Homilía: 6º Domingo en el Tiempo Ordinario – Ciclo C
Hace casi 30 años, todavía vivía en
Joliet, Illinois, cerca de Chicago. Recuerdo muy claramente una noche cuando vi
el informe de noticias en la televisión sobre cómo un autobús escolar que
transportaba a los niños a casa desde la escuela se había averiado cuando
cruzaba una vía del tren, dejando la parte trasera del autobús sobre la vía. Un
tren de cercanías llegó y golpeó el autobús, hiriendo a varios niños que
estaban adentro. No recuerdo haber escuchado que ninguno de los niños muriera a
causa de sus heridas (gracias a Dios), pero sí recuerdo estar muy molesto por
esta noticia. Mi corazón se conmovió con tristeza por aquellos niños que habían
resultado heridos. Estaba tan molesto que eventualmente decidí que necesitaba
ir a una iglesia y orar por ellos. Sin embargo, mi tristeza se agravó cuando,
al llegar a la iglesia, encontré las puertas de la iglesia cerradas. Durante
una hora más o menos, simplemente conduje, sintiéndome muy solo e impotente
para ayudar a los niños que resultaron heridos ese día.

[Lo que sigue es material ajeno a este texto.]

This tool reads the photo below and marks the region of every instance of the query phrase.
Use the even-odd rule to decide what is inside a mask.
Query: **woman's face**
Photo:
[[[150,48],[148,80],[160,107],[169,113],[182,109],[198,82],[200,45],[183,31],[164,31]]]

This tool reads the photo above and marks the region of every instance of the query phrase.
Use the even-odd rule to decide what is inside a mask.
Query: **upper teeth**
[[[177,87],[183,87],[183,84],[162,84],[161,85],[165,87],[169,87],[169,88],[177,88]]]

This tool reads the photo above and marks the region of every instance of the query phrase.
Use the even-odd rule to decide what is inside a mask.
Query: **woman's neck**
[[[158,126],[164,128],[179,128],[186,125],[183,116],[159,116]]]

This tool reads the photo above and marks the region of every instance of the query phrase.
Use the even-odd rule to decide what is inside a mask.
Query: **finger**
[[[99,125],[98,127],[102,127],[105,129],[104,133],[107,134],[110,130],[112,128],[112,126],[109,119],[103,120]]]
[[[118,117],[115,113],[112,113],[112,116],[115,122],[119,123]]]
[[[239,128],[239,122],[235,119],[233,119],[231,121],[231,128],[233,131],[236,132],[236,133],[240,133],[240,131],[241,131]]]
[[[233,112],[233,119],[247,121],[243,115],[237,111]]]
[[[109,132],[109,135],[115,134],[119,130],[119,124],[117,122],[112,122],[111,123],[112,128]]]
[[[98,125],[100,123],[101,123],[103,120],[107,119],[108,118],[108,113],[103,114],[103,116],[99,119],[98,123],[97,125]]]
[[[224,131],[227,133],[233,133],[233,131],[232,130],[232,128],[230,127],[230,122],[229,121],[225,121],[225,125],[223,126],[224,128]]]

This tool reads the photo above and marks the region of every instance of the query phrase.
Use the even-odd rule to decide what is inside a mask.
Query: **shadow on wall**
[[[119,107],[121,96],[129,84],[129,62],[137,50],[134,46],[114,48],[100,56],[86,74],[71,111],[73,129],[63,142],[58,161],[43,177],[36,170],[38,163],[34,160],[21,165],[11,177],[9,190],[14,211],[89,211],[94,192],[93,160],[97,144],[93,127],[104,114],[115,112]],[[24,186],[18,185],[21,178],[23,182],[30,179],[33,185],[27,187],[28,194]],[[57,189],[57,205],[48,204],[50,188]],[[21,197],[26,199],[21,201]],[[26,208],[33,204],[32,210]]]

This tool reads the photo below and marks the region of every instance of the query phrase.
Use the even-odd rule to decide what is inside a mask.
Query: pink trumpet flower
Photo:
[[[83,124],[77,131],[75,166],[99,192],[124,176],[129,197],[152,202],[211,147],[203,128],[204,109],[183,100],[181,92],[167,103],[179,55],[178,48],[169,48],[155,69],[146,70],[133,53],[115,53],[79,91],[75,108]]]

Sin embargo, esta situación es muy
típica de nuestra condición humana, ¿no es así? Quiero decir, con qué
frecuencia nos encontramos frente a una situación angustiosa—una que nos afecta
directamente o afecta a quienes nos importan—pero sin poder hacer nada para
resolverla. Quizás, en esas situaciones, frecuentamente recurrimos a Dios:
solo, quizás, para descubrir que Dios no parece estar allí cuando lo
necesitamos. Supongo que, para muchos de nosotros aquí, esto sucede con cierta
frecuencia.
Los antiguos israelitas no eran
diferentes. En su vida cotidiana, se encontraron con demasiada frecuencia en
situaciones angustiosas—situaciones agravadas por la presencia de los ocupantes
romanos en su tierra natal—y, sin embargo, cuando recurrieron a Dios para que
los aliviara de su angustia—es decir, para que los liberara del sufrimiento que
estaban soportando—Dios no pareció responder. Debido a esto, muchos, tal vez,
se volvieron hoscos y al borde de perder la esperanza de que el Dios a quien
adoraban (y a quien adoraban sus antepasados) realmente no era tan todopoderoso
como las Escrituras les decían que era.
Todo esto cambió cuando Jesús comenzó
su ministerio. A pesar de las advertencias de Jesús a las personas a las que
sanaba o de las que expulsaba demonios, su fama se extendió por toda la tierra.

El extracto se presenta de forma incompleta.